After logging into Remote Web Workplace (using their usual Windows domain username and password) a user can access enabled features of the Small Business Server or Essential Business Server such as Outlook Web App, viewing of SharePoint pages and (if a machine is running and allows it) full remote control of client machines connected to server's network.

==Offsite access==
Remote Web Workplace is a feature of Windows Small Business Server, Windows Home Server 2011, and Windows Essential Business Server that allows access for users to facilities when they are offsite such as email, reading/modifying shared calendars and remote controlling a machine as if they are sitting in front of it.

==Connection options==
When logging into Remote Web Workplace, users can select the speed of their connection which then optimizes the connection features. Options are: Small Business Network (Intranet), Broadband, 56 kbit/s modem and 28 kbit/s Modem.

==Means of access==
The Remote Web Workplace is a Web-based application and is accessed through a web browser. To control remote computers, the user is required to install a "Remote Desktop ActiveX control" into their web browser once. Only Internet Explorer is supported.

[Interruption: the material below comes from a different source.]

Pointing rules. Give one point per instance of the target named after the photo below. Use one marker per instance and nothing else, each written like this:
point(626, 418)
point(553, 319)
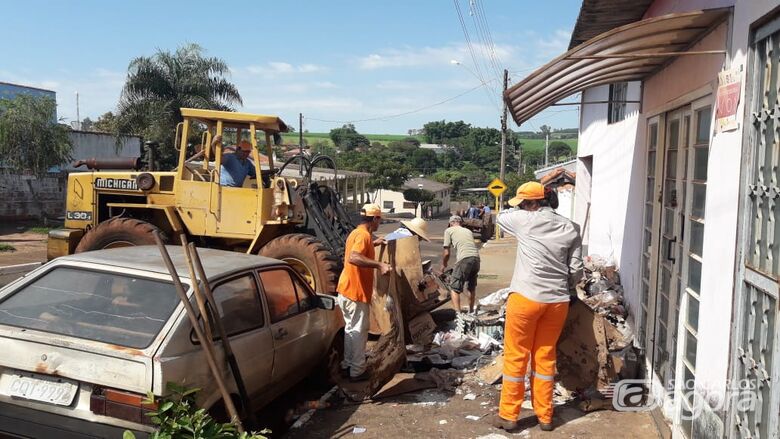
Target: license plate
point(52, 390)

RWW works by proxying Remote Desktop via port 4125/tcp on earlier versions of SBS and via port 443/tcp on current versions of SBS to the usual RDP port (3389/tcp) on the internal client or server machine being reached. As a security measure, port 4125/tcp and/or port 443/tcp is not normally listening for incoming connections. The RDP Gateway service will only accept connections from the IP address of the user who has requested a RDP session via the web GUI. All other connection requests will be ignored producing "Connection refused" errors. The established proxied RDP session continues until the session inactivity timer drops the connection or the user disconnects. The usual RDP port of 3389/tcp is never exposed to the internet for RDP sessions established with RWW.